Haciendo mención a la parábola del hijo pródigo, lectura del Evangelio de hoy, ha recordado que el Padre de la parábola significa la Iglesia según algunos santos padres, "una Iglesia que espera, acoge, perdona y hace fiesta". Y ésta debe ser la esperanza del cristiano, el saber el que Padre espera siempre con los brazos abiertos.

Reconociendo que muchas veces hablamos de los problemas y las dificultades de la Iglesia, ha afirmado que también son tantas las posibilidades: la acción del Espíritu Santo, la gracias santificadora, el magisterio de la Iglesia, la eucaristía, la reconciliación y los demás sacramentos, la fuerza de la caridad y del amor y "cuando se trata de la justicia y del bien del hombre lo posible se hace obligatorio". Por esta razón, ha continuado, no podemos dejarnos agobiar por los problemas.

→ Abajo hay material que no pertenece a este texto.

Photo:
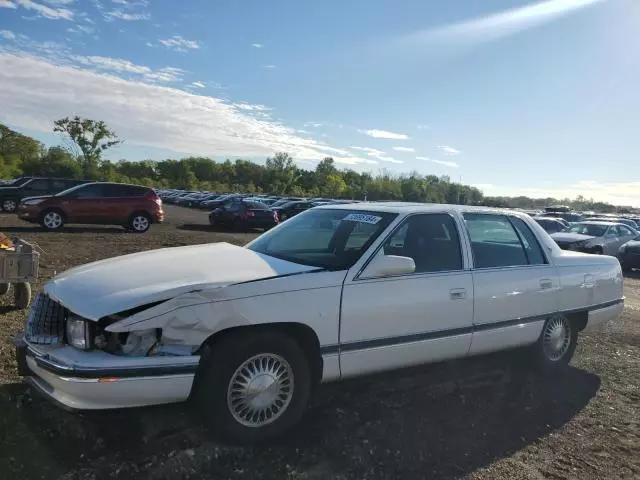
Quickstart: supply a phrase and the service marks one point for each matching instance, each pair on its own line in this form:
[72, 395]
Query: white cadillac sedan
[335, 292]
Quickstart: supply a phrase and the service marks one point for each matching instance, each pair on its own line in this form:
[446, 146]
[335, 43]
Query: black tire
[217, 370]
[9, 205]
[547, 352]
[139, 222]
[52, 219]
[22, 295]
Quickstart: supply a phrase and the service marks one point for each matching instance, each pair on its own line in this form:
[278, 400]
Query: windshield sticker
[361, 217]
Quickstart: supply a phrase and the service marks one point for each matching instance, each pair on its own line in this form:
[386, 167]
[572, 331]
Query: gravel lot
[484, 418]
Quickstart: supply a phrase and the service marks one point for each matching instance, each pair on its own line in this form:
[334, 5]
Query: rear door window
[90, 191]
[494, 241]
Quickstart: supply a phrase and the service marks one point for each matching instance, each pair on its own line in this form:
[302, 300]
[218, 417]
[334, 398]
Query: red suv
[131, 206]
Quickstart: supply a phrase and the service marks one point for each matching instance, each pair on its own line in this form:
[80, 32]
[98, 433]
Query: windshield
[593, 229]
[326, 238]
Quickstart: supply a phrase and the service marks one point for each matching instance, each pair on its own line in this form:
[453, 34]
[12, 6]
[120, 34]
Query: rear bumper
[602, 315]
[629, 259]
[85, 387]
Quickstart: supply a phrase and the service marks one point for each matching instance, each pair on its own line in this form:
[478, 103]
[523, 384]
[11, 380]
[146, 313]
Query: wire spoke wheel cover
[140, 223]
[260, 390]
[52, 220]
[556, 338]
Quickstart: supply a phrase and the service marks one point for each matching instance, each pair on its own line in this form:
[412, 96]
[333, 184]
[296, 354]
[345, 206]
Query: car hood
[39, 197]
[118, 284]
[570, 237]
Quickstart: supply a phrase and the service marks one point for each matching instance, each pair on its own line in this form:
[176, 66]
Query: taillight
[156, 198]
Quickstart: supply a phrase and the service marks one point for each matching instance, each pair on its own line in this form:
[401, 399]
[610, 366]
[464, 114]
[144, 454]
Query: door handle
[458, 293]
[588, 281]
[546, 283]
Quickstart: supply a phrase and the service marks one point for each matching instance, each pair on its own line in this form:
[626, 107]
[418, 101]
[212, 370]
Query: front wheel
[557, 342]
[139, 222]
[253, 387]
[52, 220]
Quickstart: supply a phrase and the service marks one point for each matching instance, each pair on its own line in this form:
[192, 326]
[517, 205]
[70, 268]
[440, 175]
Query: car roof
[409, 207]
[601, 222]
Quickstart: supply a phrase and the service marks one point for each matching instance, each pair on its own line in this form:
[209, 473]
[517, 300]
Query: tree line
[86, 141]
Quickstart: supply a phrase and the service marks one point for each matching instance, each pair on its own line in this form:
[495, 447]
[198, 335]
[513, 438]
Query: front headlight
[78, 332]
[35, 201]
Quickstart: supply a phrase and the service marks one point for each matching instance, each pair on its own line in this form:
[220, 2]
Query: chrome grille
[45, 322]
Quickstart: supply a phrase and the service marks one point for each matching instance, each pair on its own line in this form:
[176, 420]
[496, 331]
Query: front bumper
[78, 380]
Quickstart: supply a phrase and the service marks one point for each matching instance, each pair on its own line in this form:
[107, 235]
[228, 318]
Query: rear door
[35, 188]
[515, 286]
[399, 320]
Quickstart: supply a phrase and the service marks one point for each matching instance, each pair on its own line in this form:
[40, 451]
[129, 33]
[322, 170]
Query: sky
[516, 97]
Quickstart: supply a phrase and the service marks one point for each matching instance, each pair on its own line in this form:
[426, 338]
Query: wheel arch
[303, 334]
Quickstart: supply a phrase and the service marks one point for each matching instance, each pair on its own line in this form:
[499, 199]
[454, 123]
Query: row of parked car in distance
[243, 210]
[594, 233]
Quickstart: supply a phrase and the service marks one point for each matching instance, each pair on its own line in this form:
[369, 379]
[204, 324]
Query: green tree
[91, 137]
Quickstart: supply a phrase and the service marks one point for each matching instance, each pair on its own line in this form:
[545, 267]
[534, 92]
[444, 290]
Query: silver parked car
[594, 237]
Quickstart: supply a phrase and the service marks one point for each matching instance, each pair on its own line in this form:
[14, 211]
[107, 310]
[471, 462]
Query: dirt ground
[483, 418]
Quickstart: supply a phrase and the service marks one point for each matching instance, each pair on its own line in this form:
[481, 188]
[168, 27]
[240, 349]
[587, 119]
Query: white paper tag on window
[363, 218]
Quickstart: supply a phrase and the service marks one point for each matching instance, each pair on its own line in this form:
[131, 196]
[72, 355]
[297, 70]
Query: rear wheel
[52, 220]
[557, 342]
[140, 222]
[9, 205]
[253, 387]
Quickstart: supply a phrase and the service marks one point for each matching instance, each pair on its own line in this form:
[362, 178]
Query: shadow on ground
[201, 227]
[72, 229]
[436, 422]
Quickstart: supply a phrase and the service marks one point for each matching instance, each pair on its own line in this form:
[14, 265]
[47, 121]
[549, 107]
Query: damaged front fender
[187, 319]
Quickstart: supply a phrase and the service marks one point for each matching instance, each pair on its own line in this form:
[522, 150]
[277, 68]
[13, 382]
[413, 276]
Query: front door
[396, 321]
[85, 205]
[516, 288]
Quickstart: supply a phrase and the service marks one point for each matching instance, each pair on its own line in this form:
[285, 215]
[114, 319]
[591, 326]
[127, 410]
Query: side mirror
[385, 265]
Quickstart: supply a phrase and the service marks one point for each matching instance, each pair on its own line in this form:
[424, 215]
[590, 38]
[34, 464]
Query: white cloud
[45, 11]
[439, 162]
[375, 153]
[448, 150]
[81, 29]
[179, 43]
[498, 25]
[125, 16]
[384, 134]
[404, 149]
[617, 193]
[165, 74]
[145, 114]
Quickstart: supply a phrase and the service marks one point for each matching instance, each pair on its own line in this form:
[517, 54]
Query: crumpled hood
[570, 237]
[117, 284]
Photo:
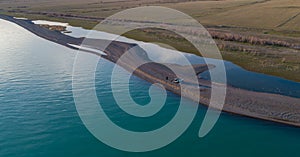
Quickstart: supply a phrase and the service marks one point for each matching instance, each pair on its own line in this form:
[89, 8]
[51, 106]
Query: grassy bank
[252, 24]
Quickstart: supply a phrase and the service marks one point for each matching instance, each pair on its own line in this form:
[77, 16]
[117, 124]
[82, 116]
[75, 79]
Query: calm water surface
[38, 115]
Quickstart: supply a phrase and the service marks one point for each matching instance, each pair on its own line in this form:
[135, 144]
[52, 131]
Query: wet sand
[266, 106]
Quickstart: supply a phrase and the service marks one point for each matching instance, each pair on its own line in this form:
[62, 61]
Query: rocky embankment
[272, 107]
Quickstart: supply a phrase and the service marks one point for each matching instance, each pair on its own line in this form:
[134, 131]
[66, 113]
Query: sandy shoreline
[266, 106]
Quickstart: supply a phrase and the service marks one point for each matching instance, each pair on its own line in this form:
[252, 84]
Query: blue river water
[38, 115]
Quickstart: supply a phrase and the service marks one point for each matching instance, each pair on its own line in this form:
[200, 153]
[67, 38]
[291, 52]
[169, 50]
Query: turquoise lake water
[38, 115]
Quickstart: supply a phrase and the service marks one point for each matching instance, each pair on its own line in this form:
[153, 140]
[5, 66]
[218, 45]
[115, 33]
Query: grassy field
[275, 20]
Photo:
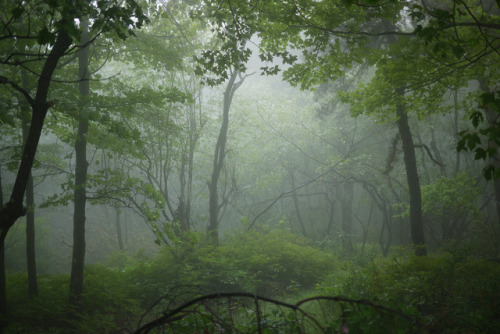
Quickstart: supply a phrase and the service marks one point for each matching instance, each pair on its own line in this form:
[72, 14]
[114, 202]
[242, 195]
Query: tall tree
[219, 155]
[81, 165]
[49, 29]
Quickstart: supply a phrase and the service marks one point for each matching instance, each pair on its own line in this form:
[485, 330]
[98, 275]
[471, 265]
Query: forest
[246, 166]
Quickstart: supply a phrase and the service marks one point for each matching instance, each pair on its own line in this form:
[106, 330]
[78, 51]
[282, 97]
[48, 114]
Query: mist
[248, 167]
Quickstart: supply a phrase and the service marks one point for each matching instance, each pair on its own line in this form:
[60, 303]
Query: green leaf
[46, 37]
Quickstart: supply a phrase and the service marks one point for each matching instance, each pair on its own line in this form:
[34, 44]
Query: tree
[81, 164]
[219, 155]
[50, 36]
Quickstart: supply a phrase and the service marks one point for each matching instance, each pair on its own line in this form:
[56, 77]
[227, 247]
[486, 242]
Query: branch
[428, 153]
[6, 81]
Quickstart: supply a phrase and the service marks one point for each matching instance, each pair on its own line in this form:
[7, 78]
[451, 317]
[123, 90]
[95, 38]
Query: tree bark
[12, 210]
[119, 230]
[492, 117]
[347, 197]
[30, 201]
[81, 166]
[416, 222]
[219, 155]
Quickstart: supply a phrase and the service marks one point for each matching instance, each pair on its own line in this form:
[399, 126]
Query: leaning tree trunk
[219, 155]
[346, 200]
[81, 165]
[416, 222]
[30, 200]
[12, 210]
[492, 118]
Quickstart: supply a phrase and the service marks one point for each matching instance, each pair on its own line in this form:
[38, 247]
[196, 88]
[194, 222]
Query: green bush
[106, 305]
[447, 292]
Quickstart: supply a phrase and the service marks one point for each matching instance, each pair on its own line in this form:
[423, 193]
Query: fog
[248, 167]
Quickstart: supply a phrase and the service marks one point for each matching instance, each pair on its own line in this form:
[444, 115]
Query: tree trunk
[81, 165]
[11, 211]
[3, 296]
[416, 223]
[492, 118]
[347, 197]
[30, 200]
[119, 230]
[220, 152]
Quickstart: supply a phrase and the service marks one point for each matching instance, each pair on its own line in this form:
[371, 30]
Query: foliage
[106, 306]
[450, 292]
[271, 263]
[485, 138]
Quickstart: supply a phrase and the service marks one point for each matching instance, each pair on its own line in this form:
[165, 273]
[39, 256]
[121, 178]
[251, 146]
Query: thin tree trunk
[10, 212]
[492, 118]
[416, 222]
[3, 296]
[119, 229]
[81, 165]
[220, 152]
[346, 200]
[30, 201]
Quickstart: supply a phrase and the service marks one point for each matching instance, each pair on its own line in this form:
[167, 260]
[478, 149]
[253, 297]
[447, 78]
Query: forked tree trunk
[30, 200]
[81, 165]
[12, 210]
[219, 155]
[416, 222]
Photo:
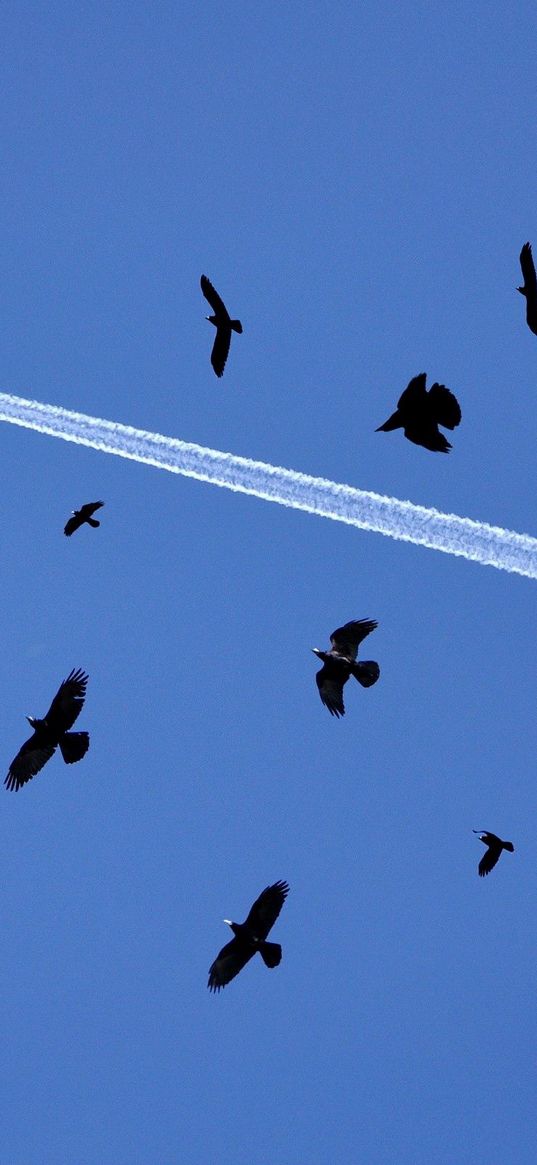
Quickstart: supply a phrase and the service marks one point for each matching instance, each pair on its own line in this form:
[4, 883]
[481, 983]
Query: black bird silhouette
[495, 846]
[340, 663]
[223, 323]
[421, 411]
[53, 731]
[530, 287]
[83, 515]
[251, 937]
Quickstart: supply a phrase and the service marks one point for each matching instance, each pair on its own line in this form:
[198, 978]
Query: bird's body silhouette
[223, 323]
[529, 288]
[53, 732]
[251, 937]
[83, 515]
[421, 411]
[340, 663]
[494, 848]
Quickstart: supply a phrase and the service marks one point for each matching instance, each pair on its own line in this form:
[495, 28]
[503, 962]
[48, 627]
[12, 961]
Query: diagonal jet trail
[453, 535]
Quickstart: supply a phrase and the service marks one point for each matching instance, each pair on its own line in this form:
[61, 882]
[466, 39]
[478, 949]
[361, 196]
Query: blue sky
[358, 184]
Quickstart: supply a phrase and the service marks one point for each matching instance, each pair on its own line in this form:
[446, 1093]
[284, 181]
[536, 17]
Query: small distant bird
[83, 515]
[251, 937]
[340, 663]
[530, 287]
[53, 732]
[223, 323]
[421, 411]
[495, 846]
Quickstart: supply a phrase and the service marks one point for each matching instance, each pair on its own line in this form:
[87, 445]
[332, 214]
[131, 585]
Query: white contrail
[481, 543]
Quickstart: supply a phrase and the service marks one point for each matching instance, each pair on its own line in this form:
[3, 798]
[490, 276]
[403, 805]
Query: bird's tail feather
[73, 746]
[270, 953]
[366, 672]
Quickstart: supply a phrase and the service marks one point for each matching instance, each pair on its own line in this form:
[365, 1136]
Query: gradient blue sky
[358, 182]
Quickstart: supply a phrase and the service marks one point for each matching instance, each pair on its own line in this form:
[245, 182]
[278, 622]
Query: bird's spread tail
[366, 672]
[270, 953]
[73, 746]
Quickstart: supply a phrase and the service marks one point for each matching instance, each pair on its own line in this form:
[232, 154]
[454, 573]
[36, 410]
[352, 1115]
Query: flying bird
[340, 663]
[83, 515]
[421, 411]
[530, 287]
[494, 848]
[223, 323]
[251, 937]
[53, 732]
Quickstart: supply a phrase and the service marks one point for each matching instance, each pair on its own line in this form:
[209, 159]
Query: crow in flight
[495, 846]
[223, 323]
[83, 515]
[421, 411]
[530, 287]
[53, 731]
[340, 663]
[251, 937]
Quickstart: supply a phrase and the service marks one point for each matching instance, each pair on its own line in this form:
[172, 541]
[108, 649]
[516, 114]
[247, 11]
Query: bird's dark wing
[415, 392]
[489, 858]
[89, 509]
[220, 348]
[68, 703]
[213, 297]
[231, 960]
[331, 691]
[72, 524]
[528, 267]
[445, 407]
[347, 639]
[27, 762]
[426, 433]
[266, 909]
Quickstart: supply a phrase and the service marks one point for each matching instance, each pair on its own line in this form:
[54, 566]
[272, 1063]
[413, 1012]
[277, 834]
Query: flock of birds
[419, 412]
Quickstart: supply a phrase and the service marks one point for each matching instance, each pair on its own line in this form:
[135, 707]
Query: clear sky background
[357, 181]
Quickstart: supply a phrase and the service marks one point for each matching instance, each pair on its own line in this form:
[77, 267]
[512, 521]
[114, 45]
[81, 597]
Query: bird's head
[232, 925]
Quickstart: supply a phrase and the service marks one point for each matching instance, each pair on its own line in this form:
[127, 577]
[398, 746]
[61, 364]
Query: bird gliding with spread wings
[340, 663]
[251, 937]
[53, 732]
[223, 323]
[529, 288]
[494, 848]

Siguiendo con esta idea ha confirmado que "la Iglesia no tiene nostalgia del pasado y no tiene miedo al futuro".  Y volviendo a la idea de la parábola del hijo pródigo ha dicho "que la casa del Padre es la casa de todos sus hijos".

La Iglesia, ha proseguido, no existe para adaptarse a unas circunstancias u otras, sino para evangelizar en cualquiera que sea la circunstancia. La Iglesia "no se inventa en cada pontificado, es la Iglesia de Jesucristo que en cada momento recibe un pastor, una Iglesia que hace fiesta por el hijo pródigo que vuelve al padre".

Para finalizar la homilía ha recordado a María, como "la Iglesia hecha madre". Y ha pedido a la Virgen que haga que les llegue el Espíritu Santo y que junto con las oraciones de los fieles, saber elegir al próximo pontífice.

En el momento de las peticiones, ha pedido por "nuestra nación, por España, para que seamos siempre fieles a la predicación que de los apóstoles, especialmente de Santiago, recibimos".

Al finalizar la eucaristía, el cardenal Amigo ha hablado a los periodistas presentes sobre el momento que el colegio cardenalicio está viviendo y ha dicho que "en medio de la gran responsabilidad que supone el ser elector del nuevo papa hay una enorme paz, el Señor estará con nosotros, nos acompaña la oración de la Iglesia y esto es una señal del Espíritu. No hay ningún tipo de angustia y lo que hay es una gran serenidad y el deseo de buscar a aquella persona que pueda servir mejor a la Iglesia". Sobre la duración del cónclave ha dicho que es "completamente imprevisible" y sobre la posible procedencia del próximo papa ha explicado que "Dios entiende todos los idiomas y conoce todos los colores de las caras" será lo "que quiera el Espíritu del Señor".